01 December, 2010

Using V$SESSION_LONGOPS

I have noticed a number of responses on forums suggesting that V$SESSION_LONGOPS can be used to monitor long running queries and gather statistics execution. Also, a similar response to a previous blog post.

As I have pointed out in the forums posting, V$SESSION_LONGOPS reports *operations*, not Queries and Sessions. A query or a PLSQL block can consist of multiple operations. Even a Nested Loop Join can manifest as multiple operations where the driven table is scanned using FullTableScan repeatedly.
V$SESSION_LONGOPS reports each operation separately, not the whole SQL that caused the multiple operations.

In this example, below, I show how any computation of "how much of the gather statistics has been done" and a "projection" of total time based on V$SESSION_LONGOPS would be misleading.

In one session, I run this SQL from approx 06:45:09 to approx 07:02:52 :

SQL> desc STORE_LIST
Name Null? Type
------------------------------------------------------------------------ -------- -------------------------------------------------
STORE_ID NOT NULL NUMBER
COUNTRY VARCHAR2(30)
STORE_TYPE VARCHAR2(19)
REGISTRATION_DATE DATE

SQL>

SQL> exec dbms_stats.gather_table_stats(USER,'STORE_LIST',estimate_percent=>100);

SQL> select num_rows, sample_size, blocks, blocks*8192/1048576 Size_MB from user_tables where table_name = 'STORE_LIST';

where the results are :

PL/SQL procedure successfully completed.

Elapsed: 00:17:43.17

NUM_ROWS SAMPLE_SIZE BLOCKS SIZE_MB
---------- ----------- ---------- ----------
110327040 110327040 507160 3962.1875


So, I ran GATHER_TABLE_STATS on a table with 110million rows and 3,962MB in size from 06:45:09 to 07:02:52.
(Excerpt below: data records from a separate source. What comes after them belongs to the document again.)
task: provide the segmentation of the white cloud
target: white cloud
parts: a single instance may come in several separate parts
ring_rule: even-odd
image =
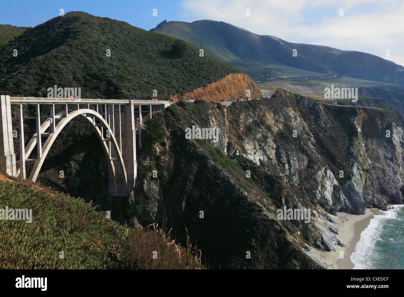
[[[368,53],[404,65],[401,0],[184,0],[181,5],[185,21],[222,21],[257,34]]]

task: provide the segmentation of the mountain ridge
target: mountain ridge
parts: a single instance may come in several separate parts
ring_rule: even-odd
[[[206,48],[254,79],[290,77],[301,71],[305,72],[301,75],[306,77],[314,74],[307,72],[316,72],[316,75],[376,73],[381,75],[404,71],[402,66],[371,54],[290,42],[271,35],[255,34],[220,21],[163,22],[150,31],[182,39]],[[246,51],[246,45],[248,46],[248,51]],[[295,49],[297,50],[297,57],[292,55]],[[293,69],[288,68],[290,67]]]

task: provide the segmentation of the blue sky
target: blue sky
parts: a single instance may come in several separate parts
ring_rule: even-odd
[[[0,0],[0,23],[34,27],[58,16],[61,8],[146,30],[164,19],[222,21],[257,34],[368,53],[404,65],[403,0]]]
[[[0,23],[35,27],[59,15],[59,10],[85,11],[149,30],[164,19],[178,20],[179,0],[0,0]],[[17,4],[18,3],[18,4]],[[157,9],[157,16],[152,15]]]

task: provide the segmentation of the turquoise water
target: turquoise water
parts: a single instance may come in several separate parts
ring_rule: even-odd
[[[351,256],[354,269],[404,269],[404,205],[375,215]]]

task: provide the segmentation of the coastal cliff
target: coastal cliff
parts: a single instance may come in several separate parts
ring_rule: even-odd
[[[262,98],[257,84],[245,73],[231,73],[206,87],[200,87],[185,93],[184,100],[203,99],[205,101],[219,101],[243,98],[245,99],[246,90],[250,91],[250,98]]]
[[[387,110],[325,105],[278,89],[226,111],[200,100],[159,115],[164,145],[154,146],[154,157],[140,156],[144,175],[122,215],[143,226],[168,218],[179,234],[185,225],[222,268],[321,268],[305,249],[344,244],[329,213],[402,203],[404,136]],[[186,139],[192,126],[219,127],[218,139]],[[310,221],[278,219],[285,206],[310,209]]]

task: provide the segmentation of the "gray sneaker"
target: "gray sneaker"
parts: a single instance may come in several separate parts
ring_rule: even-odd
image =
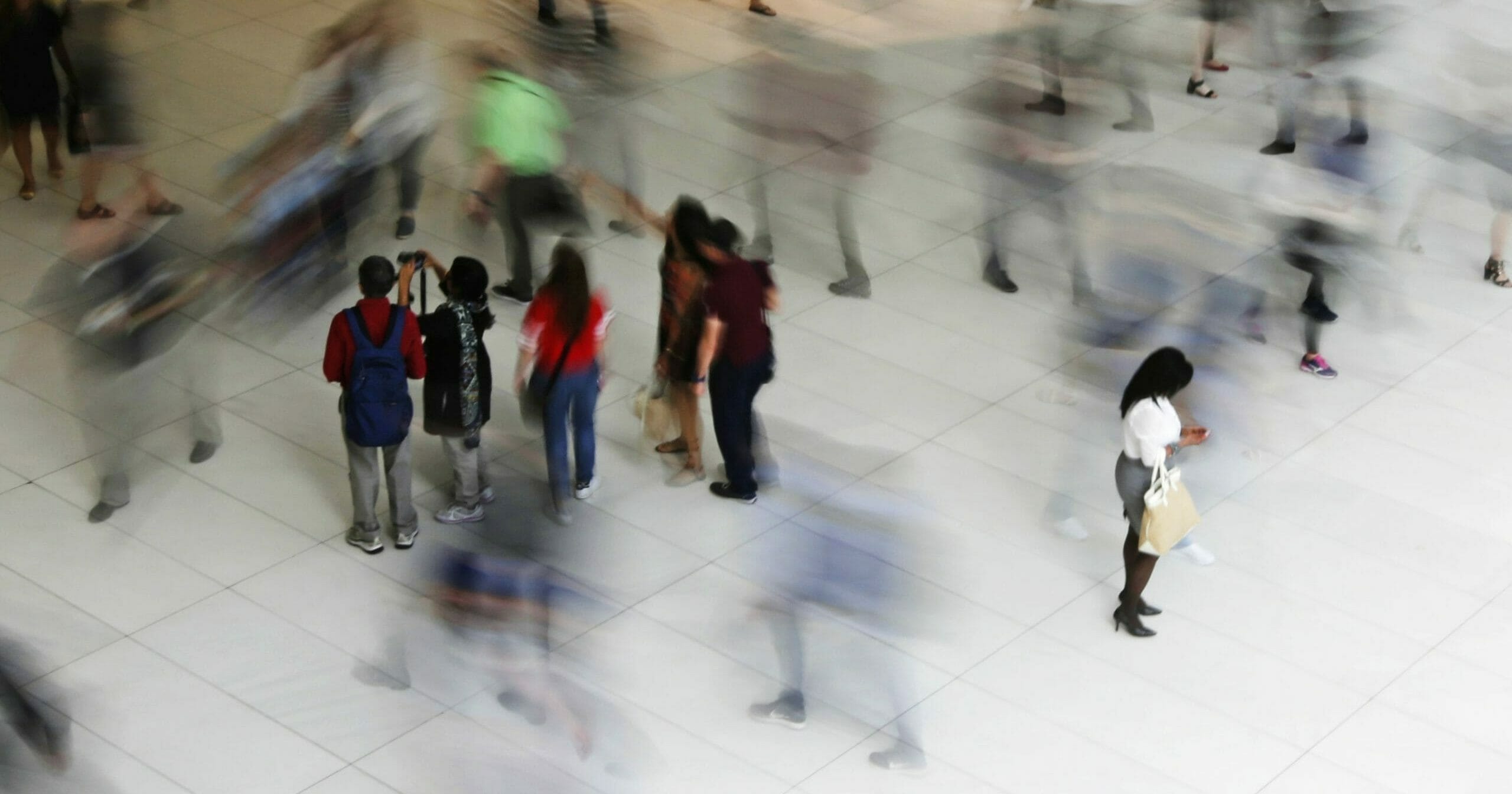
[[[442,523],[473,523],[482,520],[482,504],[473,507],[454,504],[435,514]]]
[[[909,747],[907,744],[898,744],[891,750],[881,750],[866,756],[872,767],[883,768],[888,771],[903,771],[903,773],[918,773],[924,771],[928,765],[924,761],[924,752]]]
[[[414,541],[411,535],[411,543]],[[361,526],[352,526],[346,531],[346,543],[357,546],[367,554],[378,554],[383,551],[383,534],[378,528],[364,529]]]
[[[777,723],[794,730],[800,730],[809,724],[809,712],[803,706],[783,699],[773,700],[771,703],[756,703],[747,714],[759,723]]]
I had another session polling V$SESSION_LONGOPS approximately every 30seconds. The query was :

select sid, opname, target, sofar, totalwork,
units, to_char(start_time,'HH24:MI:SS') StartTime,
time_remaining, message, username
from v$session_longops
where sofar != totalwork
order by start_time
/



These are some of the results :

At 06:45:41
SID OPNAME
---------- ----------------------------------------------------------------
TARGET SOFAR TOTALWORK UNITS STARTTIM
---------------------------------------------------------------- ---------- ---------- -------------------------------- --------
TIME_REMAINING
--------------
MESSAGE
------------------------------------------------------------------------------------------------------------------------------------
USERNAME
------------------------------
43 Table Scan
HEMANT.STORE_LIST 49110 507160 Blocks 06:45:09
289
Table Scan: HEMANT.STORE_LIST: 49110 out of 507160 Blocks done
HEMANT

If I had extrapolated from here, I would have expected the Gather Stats to take another 289seconds -- i.e. run till 06:49:30.

Another snapshot :

At 06:47:57
SID OPNAME
---------- ----------------------------------------------------------------
TARGET SOFAR TOTALWORK UNITS STARTTIM
---------------------------------------------------------------- ---------- ---------- -------------------------------- --------
TIME_REMAINING
--------------
MESSAGE
------------------------------------------------------------------------------------------------------------------------------------
USERNAME
------------------------------
43 Table Scan
HEMANT.STORE_LIST 272042 507160 Blocks 06:45:09
144
Table Scan: HEMANT.STORE_LIST: 272042 out of 507160 Blocks done
HEMANT

This indicated that 53% (272042 of 507160 blocks) had been read and the estimated end time would be 06:50:21 now (06:47:57 plus 144seconds).

A subsequent snapshot :

At 06:49:51
SID OPNAME
---------- ----------------------------------------------------------------
TARGET SOFAR TOTALWORK UNITS STARTTIM
---------------------------------------------------------------- ---------- ---------- -------------------------------- --------
TIME_REMAINING
--------------
MESSAGE
------------------------------------------------------------------------------------------------------------------------------------
USERNAME
------------------------------
43 Table Scan
HEMANT.STORE_LIST 453007 507160 Blocks 06:45:09
34
Table Scan: HEMANT.STORE_LIST: 453007 out of 507160 Blocks done
HEMANT

The expected end time was now 06:50:34 (06:49:51 plus 34seconds). (Notice that the expected end time is slowly creeping forward ... but we can live with that -- we assume that Oracle is "refining" it's estimate).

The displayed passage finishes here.